Edythe Wright (August 16, 1916 – October 27, 1965) was an American singer who performed from 1935 to 1939 with the band led by Tommy Dorsey.

==Early life==
Wright grew up in Highland Park, New Jersey.

== Early career ==
Wright debuted on radio in March 1935, singing with Paul Whiteman's Rhythm Trio. That performance led to her becoming the singer in the Sunset Room of the Robert Treat Hotel in Newark, New Jersey. By the end of that month, she was also singing "7 to 10 presentations a week" on WOR radio. She sang with Frank Crum's orchestra in the Sunset Room and later performed with Lennie Hayton's orchestra. In May 1935, while singing with Crum's orchestra, she made six recordings for Brunswick Records.

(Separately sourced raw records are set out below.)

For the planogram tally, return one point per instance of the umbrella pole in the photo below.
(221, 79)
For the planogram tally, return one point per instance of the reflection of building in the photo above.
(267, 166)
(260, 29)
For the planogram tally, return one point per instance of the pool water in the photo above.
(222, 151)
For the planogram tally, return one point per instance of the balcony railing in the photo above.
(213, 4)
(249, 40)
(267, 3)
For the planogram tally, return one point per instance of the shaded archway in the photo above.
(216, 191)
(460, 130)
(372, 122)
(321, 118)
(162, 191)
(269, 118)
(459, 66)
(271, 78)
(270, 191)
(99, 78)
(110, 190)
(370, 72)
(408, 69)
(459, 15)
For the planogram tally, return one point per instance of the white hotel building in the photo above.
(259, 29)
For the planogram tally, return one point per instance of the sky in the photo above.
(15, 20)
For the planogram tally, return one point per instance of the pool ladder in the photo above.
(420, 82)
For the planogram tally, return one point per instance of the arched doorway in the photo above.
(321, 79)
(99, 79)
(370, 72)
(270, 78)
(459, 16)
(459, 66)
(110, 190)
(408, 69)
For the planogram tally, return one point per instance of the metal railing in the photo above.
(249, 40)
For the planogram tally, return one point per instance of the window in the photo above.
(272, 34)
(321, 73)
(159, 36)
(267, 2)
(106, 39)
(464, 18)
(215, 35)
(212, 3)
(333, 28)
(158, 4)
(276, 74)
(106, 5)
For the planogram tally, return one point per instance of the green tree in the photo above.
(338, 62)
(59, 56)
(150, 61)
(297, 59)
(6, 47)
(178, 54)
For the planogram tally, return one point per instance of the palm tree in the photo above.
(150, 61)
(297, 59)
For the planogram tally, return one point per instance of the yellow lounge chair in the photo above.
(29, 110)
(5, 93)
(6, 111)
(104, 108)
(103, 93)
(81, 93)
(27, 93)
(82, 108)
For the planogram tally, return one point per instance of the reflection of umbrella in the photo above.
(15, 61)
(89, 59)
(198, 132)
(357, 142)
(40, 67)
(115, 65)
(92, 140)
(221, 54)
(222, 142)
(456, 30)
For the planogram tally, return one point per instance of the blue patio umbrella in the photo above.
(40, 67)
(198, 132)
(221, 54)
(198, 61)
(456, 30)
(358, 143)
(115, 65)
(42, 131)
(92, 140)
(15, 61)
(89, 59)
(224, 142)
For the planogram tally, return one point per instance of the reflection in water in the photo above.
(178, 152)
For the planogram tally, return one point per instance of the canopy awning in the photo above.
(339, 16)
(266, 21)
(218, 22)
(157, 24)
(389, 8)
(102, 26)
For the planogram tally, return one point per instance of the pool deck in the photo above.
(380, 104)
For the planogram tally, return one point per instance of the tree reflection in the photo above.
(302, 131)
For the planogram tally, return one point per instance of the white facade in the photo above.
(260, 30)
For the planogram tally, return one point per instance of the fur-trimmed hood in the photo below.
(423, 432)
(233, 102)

Wright's early exposure on network radio came via appearances with the orchestras of Frank Dailey and Joe Haymes. She won the job with Dailey out of 500 women who auditioned, enabling her to be heard six nights a week on CBS. Her network debut came on August 31, 1935, when she sang with Dailey's orchestra from the Meadowbrook Ballroom in Cedar Grove, New Jersey.

==Big Band era==
Wright became the first female singer with Dorsey's band after he left the Dorsey Brothers Orchestra to start his own group. Her career spanned from September 1935 through August 1939.

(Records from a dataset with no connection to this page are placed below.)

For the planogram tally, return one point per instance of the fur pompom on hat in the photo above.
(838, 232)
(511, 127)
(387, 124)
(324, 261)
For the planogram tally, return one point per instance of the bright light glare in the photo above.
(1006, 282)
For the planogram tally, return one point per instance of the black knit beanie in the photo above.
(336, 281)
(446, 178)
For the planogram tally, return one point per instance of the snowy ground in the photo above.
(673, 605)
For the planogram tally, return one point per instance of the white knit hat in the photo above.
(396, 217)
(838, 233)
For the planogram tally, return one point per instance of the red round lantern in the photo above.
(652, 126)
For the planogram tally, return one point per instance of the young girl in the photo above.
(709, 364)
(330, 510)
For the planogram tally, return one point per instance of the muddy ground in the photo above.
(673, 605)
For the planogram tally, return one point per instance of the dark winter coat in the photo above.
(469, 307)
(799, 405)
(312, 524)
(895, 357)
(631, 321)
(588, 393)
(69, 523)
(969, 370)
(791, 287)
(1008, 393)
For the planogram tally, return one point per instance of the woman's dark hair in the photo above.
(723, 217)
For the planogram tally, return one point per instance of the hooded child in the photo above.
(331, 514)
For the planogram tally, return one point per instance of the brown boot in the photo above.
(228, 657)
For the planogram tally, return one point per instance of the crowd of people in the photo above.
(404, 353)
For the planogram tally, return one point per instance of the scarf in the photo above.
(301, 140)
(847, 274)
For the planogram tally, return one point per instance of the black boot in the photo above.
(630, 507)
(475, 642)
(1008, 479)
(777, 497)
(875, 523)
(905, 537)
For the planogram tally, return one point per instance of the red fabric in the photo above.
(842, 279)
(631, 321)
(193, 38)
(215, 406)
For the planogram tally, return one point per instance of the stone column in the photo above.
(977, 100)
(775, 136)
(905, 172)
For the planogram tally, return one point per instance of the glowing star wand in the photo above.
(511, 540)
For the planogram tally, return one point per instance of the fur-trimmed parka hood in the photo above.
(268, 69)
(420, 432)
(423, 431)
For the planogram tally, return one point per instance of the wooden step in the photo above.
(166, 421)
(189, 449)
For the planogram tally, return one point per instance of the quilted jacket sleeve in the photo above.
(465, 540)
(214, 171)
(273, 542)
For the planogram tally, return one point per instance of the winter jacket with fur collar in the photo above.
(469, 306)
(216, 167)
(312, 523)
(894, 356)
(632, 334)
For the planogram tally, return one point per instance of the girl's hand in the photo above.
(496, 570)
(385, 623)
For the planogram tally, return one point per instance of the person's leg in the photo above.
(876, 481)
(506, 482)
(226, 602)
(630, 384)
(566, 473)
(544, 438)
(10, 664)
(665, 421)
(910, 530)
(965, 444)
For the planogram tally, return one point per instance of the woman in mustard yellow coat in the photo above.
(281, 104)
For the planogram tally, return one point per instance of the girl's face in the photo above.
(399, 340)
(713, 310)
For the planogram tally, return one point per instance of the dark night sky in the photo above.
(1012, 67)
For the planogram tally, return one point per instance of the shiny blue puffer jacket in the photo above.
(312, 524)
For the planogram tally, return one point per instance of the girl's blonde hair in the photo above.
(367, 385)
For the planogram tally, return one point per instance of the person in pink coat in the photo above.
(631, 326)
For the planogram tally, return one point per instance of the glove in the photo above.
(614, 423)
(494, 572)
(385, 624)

Wright's acquaintance with an executive at Brown & Williamson tobacco company helped to secure a radio program for the Dorsey band. She was a fixture on radio (Jack Pearl Show).

==Post-Dorsey era==
After Wright left Dorsey's group, she had a solo singing act. In September 1940, she was joined by Ruth Lowe, forming a new act that debuted in Boston, Massachusetts. In 1943, she starred on Victory Caravan, a variety show on radio station WIP in Philadelphia, Pennsylvania.

== Personal life ==
She married John T. Smith. They had a son, Patrick.

== Death ==
Wright died of pancreatic cancer at the Point Pleasant Hospital on October 27, 1965.